As Penny Carnathan, Tampa Tribune Garden Writer - The Dirt, is fond of saying about one of her gardening friends. "Her thumbs are so green she can grow rocks".
Some folks rely mostly on organics. Why do they work so well for these green thumbs? Plant-soil-microbe-fungus relationships are highly complicated and studied but the truth is science has a hard time quantifying and isolating the tremendous number of complex interactions involved. We do know quite a bit about many interactions. We know that the good fungi and bacteria outnumber the bad many times over and when good fungi and good bacteria loose their overwhelming advantage things can go wrong. Compost and organic matter support good fungi good bacteria good nematodes and many other good microorganisms and earthworms with the good bacteria in their hyperactive gut. Too much salt based fertilizer upsets the balance and kills the good guys that are working in the organic system.
Compost and Organic Matter support the good micro organisms that naturally control bad nematodes. Most of the nematodes in the world are good guys. Nematodes account for 90% of the living multi-celled organisms on the planet yet you can't see them with the naked eye. They are really small but interrelated to the natural processes in more ways than we will ever know. So you have to take it on faith or experience that relying on organic processes will help turn your brown thumb green. Here is the scoop on Nematodes for Bedding Plants in Florida.
In contrast to gardening in soil rich in organic matter, we can grow plants in our nutrient poor sandy soils that have very little organic matter. This is where you need to add timed release salt based fertilizer. This is always more cost effective than liquid or fast release 6-6-6 granular that only seem cheap. Don't feed your plants a 3 month's supply of the cheap stuff only to have it wash away in one rain when you can give them a 3 month supply of timed release fertilizer in one application that releases a little with each irrigation. and not pollute the downstream environment!
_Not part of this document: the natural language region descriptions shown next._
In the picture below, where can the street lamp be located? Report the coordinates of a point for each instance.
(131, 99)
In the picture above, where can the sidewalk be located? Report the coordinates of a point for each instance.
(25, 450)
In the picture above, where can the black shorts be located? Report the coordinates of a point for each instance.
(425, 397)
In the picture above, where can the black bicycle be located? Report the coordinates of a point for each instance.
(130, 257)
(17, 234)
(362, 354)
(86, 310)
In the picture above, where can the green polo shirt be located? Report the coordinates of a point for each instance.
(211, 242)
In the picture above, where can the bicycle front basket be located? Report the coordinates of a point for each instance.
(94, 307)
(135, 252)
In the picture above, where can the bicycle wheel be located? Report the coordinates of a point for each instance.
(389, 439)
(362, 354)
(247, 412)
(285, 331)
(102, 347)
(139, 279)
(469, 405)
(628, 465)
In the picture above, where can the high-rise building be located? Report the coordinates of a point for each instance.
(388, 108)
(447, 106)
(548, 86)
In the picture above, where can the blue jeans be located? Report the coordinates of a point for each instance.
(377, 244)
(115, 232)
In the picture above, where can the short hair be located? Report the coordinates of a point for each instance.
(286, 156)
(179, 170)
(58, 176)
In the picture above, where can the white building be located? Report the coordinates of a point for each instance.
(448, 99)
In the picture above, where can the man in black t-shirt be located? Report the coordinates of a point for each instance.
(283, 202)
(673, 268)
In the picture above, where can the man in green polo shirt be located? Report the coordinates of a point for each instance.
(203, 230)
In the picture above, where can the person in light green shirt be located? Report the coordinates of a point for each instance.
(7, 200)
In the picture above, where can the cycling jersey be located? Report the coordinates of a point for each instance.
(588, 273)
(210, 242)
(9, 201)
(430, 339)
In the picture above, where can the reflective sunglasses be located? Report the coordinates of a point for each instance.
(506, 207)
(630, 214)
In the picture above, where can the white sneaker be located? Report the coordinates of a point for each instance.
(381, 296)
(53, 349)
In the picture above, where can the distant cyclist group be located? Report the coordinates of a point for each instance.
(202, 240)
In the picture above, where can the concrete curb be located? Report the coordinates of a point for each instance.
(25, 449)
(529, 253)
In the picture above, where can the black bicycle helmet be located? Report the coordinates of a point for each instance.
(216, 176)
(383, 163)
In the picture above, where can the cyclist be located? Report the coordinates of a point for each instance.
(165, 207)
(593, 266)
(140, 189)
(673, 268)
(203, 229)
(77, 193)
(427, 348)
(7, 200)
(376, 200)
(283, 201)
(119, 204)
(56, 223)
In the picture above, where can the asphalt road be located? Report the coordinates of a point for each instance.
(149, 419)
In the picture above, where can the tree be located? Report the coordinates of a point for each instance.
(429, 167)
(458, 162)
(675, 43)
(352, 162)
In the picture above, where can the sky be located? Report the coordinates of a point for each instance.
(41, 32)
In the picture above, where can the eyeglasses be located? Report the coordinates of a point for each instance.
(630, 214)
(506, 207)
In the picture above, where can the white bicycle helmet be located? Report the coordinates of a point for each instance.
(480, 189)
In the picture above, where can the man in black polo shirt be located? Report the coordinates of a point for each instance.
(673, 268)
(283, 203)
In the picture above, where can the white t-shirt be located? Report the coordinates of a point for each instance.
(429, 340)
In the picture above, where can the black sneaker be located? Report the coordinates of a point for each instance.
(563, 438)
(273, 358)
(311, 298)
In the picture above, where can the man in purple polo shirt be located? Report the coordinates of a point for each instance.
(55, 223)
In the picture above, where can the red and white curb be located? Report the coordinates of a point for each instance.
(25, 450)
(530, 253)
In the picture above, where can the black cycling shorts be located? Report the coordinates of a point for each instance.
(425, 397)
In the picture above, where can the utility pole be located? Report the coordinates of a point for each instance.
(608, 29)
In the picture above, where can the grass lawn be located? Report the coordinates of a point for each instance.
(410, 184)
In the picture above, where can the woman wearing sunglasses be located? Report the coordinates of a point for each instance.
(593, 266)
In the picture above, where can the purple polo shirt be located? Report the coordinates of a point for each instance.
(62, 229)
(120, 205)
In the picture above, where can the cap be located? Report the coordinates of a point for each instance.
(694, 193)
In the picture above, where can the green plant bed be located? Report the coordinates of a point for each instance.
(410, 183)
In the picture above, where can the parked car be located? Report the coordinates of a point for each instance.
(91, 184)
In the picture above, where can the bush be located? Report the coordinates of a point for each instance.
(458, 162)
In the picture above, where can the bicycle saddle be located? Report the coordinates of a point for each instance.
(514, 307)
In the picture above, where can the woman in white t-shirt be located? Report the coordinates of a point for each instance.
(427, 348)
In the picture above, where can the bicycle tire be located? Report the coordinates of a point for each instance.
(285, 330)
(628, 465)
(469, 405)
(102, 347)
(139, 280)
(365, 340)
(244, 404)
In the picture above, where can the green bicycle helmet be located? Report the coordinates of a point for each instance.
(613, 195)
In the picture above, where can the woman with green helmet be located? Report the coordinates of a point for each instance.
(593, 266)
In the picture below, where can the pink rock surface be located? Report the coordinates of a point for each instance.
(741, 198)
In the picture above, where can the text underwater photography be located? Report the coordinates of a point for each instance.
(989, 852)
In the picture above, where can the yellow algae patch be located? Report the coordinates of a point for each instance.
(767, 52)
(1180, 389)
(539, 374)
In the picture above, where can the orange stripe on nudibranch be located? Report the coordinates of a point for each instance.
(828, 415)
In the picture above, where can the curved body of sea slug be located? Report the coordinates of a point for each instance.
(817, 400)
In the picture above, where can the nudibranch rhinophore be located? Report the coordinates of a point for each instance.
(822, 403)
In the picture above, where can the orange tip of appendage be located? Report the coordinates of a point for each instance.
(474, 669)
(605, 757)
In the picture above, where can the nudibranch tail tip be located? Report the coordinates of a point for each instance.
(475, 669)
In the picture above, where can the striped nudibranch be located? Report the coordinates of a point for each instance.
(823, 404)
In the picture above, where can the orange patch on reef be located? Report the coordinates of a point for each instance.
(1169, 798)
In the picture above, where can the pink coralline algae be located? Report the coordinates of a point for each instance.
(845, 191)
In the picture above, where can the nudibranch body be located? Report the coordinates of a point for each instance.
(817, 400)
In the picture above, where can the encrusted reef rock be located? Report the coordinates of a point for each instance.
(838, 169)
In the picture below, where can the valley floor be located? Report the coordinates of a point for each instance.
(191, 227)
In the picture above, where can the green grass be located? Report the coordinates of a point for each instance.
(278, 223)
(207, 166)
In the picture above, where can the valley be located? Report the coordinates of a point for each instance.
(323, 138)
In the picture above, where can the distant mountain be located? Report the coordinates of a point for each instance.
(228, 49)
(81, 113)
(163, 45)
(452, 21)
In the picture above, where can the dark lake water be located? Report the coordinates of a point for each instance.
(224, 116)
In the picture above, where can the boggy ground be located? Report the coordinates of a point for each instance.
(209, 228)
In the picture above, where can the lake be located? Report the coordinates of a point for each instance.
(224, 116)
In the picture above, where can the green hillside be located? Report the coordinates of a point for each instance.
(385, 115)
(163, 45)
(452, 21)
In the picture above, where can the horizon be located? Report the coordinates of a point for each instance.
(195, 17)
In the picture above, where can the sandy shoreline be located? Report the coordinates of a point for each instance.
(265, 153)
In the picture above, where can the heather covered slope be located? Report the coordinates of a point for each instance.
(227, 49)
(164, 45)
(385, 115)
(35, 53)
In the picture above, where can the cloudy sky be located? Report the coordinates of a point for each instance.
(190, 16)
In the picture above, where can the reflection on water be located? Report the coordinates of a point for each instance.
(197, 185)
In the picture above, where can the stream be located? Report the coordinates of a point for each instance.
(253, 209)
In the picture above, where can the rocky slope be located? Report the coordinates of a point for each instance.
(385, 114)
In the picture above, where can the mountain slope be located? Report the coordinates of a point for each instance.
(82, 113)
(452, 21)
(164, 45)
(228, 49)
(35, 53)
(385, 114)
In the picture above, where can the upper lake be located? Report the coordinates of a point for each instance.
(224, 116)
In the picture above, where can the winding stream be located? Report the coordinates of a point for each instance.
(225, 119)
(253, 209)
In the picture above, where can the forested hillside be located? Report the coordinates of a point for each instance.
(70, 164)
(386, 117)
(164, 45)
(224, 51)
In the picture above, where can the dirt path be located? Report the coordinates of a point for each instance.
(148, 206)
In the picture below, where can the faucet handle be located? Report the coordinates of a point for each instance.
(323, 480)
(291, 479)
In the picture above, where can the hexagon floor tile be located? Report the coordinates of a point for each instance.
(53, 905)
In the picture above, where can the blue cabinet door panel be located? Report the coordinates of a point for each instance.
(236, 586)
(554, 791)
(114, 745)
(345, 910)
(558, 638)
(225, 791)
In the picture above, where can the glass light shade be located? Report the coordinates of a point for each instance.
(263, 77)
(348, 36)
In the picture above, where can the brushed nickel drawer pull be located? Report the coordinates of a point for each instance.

Pot-in-Pot Landscaping is a great way to turn a brown thumb green. You should try this and report back on the color of your thumb. Ask away and we will answer questions to get you on the right garden path.
9 Principles of Florida Friendly Landscaping
We share through numerous posts our enthusiasm and experience as long-time Florida gardeners and horticulturists. Our hope is that your gardening efforts will be successful and enjoyable. We share ways to make your yards and patios beautiful while following the University of Florida's Nine Principles of Florida-Friendly Landscaping:
1) Right Plant, Right Place: Plants selected to suit a specific site will require minimal amounts of water, fertilizers and pesticides.
2) Water Efficiently: Irrigate only when your lawn needs water. Efficient watering is the key to a healthy yard and conservation of limited resources.
3) Fertilize Appropriately: Less is often best. Over-use of fertilizers can be hazardous to your yard and the environment.
4) Mulch: Maintain two to three inches of mulch to help retain soil moisture, prevent erosion and suppress weeds.
5) Attract Wildlife: Plants in your yard that provide food, water and shelter can conserve Florida’s diverse wildlife.
6) Manage Yard Pests Responsibly: Unwise use of pesticides can harm people, pets, beneficial organisms and the environment.
7) Recycle: Grass clippings, leaves and yard trimmings composted and recycled on site provide nutrients to the soil and reduce waste disposal.
8) Reduce Storm water Runoff: Water running off your yard can carry pollutants, such as fertilizer, pesticides, soil and debris that can harm water quality. Reduction of this runoff will help prevent pollution.
9) Protect the Waterfront: Waterfront property, whether on a river, stream, pond, bay or beach, is very fragile and should be carefully protected to maintain freshwater and marine ecosystems.